Mantan Gubernur DKI Jakarta, Sutiyoso (tengah),
saat menghadiri acara diskusi mengenai langkah
ke depan Ketua PSSI, di Gedung Kompas Gramedia,
Jakarta, Kamis (31/3/2011).
Acara yang digelar Harian Warta Kota tersebut
membahas apa yang harus dilakukan ketua umum terpilih.




Bang Yos Masih Menunggu Pinangan
Ferril Dennys | Kamis, 07 April 2011 | 16:03 WIB



JAKARTA, KOMPAS.com - Mantan Gubernur DKI Jakarta, Sutiyoso, menyatakan siap maju dalam bursa kandidat Ketua Umum PSSI periode 2011-2015. Namun, menurutnya, belum ada satu pun pemilik suara yang mencalonkan dirinya.

Selepas pertandingan Persija Jakarta versus Persiwa Wamena, Rabu (6/4/2011), kepada wartawan, Sutiyoso menyatakan kesiapannya sebagai Ketua Umum PSSI. Ingin memajukan pembinaan usai muda menjadi salah satu visi mantan pembina "Macan Kemayoran".
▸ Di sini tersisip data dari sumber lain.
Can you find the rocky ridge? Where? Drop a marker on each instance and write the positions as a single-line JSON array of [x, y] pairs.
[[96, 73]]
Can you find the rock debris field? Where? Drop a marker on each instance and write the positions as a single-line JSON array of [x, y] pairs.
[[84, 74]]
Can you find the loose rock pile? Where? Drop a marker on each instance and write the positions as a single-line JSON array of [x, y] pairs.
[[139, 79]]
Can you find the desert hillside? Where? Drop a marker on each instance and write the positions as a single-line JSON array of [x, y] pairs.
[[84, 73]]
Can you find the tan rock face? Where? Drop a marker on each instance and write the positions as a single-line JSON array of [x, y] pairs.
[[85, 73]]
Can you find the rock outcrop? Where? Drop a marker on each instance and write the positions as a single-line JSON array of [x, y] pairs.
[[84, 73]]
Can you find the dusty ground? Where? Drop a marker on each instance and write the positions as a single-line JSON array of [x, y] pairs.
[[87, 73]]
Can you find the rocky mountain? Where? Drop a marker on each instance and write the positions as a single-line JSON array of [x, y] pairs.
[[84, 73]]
Sutiyoso mengaku berharap Komite Normalisasi bisa menjalankan misi yang telah diinstruksikan oleh FIFA. "Ya baguslah memang mereka harus segera bekerja. Namun, harus memenuhi harapan kita semua. Artinya, Komite Normalisasi harus benar-benar independen. Mereka menjalankan ketentuan-ketentuan yang ditentukan FIFA," beber Sutiyoso saat dihubungi wartawan, Kamis (7/4/2011).
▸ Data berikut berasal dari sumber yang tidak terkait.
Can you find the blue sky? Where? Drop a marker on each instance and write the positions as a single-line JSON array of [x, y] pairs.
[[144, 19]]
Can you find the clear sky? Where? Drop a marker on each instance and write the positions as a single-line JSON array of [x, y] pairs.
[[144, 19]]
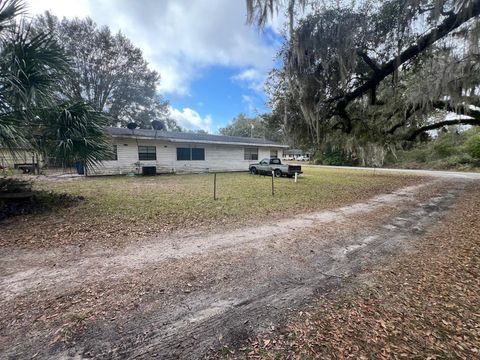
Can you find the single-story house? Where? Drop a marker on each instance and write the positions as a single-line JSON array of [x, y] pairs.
[[142, 151]]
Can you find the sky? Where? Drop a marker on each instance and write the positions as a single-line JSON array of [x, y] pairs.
[[212, 64]]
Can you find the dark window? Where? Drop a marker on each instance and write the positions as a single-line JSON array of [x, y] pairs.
[[113, 155], [251, 154], [184, 154], [198, 154], [147, 153]]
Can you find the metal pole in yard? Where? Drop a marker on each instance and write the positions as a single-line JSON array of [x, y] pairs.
[[273, 186], [215, 186]]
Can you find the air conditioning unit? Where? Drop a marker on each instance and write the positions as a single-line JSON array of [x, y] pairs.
[[149, 170]]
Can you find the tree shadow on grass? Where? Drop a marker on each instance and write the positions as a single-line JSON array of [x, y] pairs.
[[18, 198]]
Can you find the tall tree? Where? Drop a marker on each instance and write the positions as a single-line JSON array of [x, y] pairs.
[[109, 72], [32, 114], [375, 71]]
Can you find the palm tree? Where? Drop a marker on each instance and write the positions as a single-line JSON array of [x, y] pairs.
[[32, 113]]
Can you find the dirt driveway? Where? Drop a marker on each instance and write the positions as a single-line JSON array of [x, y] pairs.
[[181, 295]]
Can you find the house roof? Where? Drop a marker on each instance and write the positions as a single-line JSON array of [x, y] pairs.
[[190, 137]]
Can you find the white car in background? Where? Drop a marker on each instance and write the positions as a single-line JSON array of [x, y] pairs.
[[303, 158]]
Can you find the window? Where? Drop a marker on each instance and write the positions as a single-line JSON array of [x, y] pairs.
[[251, 154], [198, 154], [185, 154], [147, 153], [113, 155]]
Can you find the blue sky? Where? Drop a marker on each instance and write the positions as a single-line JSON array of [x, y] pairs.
[[213, 65]]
Sutiyoso pun digadang-gadang menjadi sosok alternatif setelah FIFA menyatakan empat calon (Arifin Panigoro, George Toisutta, Nirwan Bakrie, dan Nurdin Halid) yang sebelumnya dianulir oleh Komite Banding tidak boleh maju lagi.

Bang Yos, sapaan akrab Sutiyoso, menekankan agar Komite Normalisasi benar-benar menjalankan keputusan FIFA terutama keputusan yang melarang empat calon yang gugur oleh Komite Banding untuk maju lagi. Sebab, menurutnya, pemilik suara masih terkonsentrasi terhadap empat calon tersebut.
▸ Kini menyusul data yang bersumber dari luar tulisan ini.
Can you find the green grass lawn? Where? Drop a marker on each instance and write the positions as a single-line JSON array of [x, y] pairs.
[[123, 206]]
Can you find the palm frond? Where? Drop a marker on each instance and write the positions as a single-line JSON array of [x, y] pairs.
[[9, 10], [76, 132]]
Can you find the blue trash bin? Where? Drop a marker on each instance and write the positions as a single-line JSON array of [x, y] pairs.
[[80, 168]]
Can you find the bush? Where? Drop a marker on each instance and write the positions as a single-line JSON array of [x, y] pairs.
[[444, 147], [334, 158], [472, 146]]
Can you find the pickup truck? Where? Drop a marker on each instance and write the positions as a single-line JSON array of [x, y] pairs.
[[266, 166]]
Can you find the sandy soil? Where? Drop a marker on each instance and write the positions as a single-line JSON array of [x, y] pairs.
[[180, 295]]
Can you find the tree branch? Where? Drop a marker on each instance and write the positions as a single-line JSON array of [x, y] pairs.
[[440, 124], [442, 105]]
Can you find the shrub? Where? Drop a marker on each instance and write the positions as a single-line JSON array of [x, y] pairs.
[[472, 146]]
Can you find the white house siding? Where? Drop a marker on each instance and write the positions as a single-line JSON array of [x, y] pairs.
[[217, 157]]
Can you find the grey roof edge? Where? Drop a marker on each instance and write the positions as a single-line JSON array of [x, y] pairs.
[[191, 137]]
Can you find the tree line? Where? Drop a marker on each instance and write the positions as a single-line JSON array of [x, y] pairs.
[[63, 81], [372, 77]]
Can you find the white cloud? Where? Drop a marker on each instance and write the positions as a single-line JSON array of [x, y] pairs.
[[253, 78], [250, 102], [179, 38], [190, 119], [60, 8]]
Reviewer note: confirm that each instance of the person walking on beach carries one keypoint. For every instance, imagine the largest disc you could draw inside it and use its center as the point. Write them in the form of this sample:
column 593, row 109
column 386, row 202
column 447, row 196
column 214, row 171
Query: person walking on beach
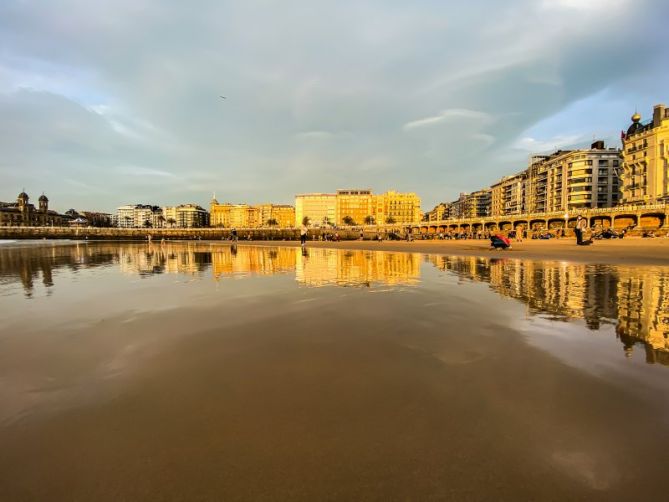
column 581, row 225
column 303, row 235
"Salah satunya menganulir empat calon itu. Ini harus diingatkan. 100 pemilik suara belum menuju ke mana-mana. Saya kira semuanya (calon-calon lain) belum ada yang mendekat ke kami. Nah, ini anda bisa menilai kenapa hal itu bisa terjadi. Kenapa? Barangkali mereka sudah terikat," ujar Sutiyoso.

Meski begitu, kondisi ini belum menyurutkan tekad Sutiyoso maju menjadi Ketua Umum PSSI. Ia akan tetap menunggu dukungan hingga pendaftaran calon ketua umum ditutup pada 17 April mendatang.

"Saya kan sudah lama di bidang olahraga. Jadi tahu. Tapi, saya dalam kapasitas menunggu saja," tukas Sutiyoso.

Lebih lanjut, Sutiyoso juga belum memikirkan siapa sosok yang akan menjadi pasangannya. "Ini harus pertimbangan matang. Saya akan menarik masukan dari berbagai pihak Supaya kami tidak keliru," jelas Sutiyoso.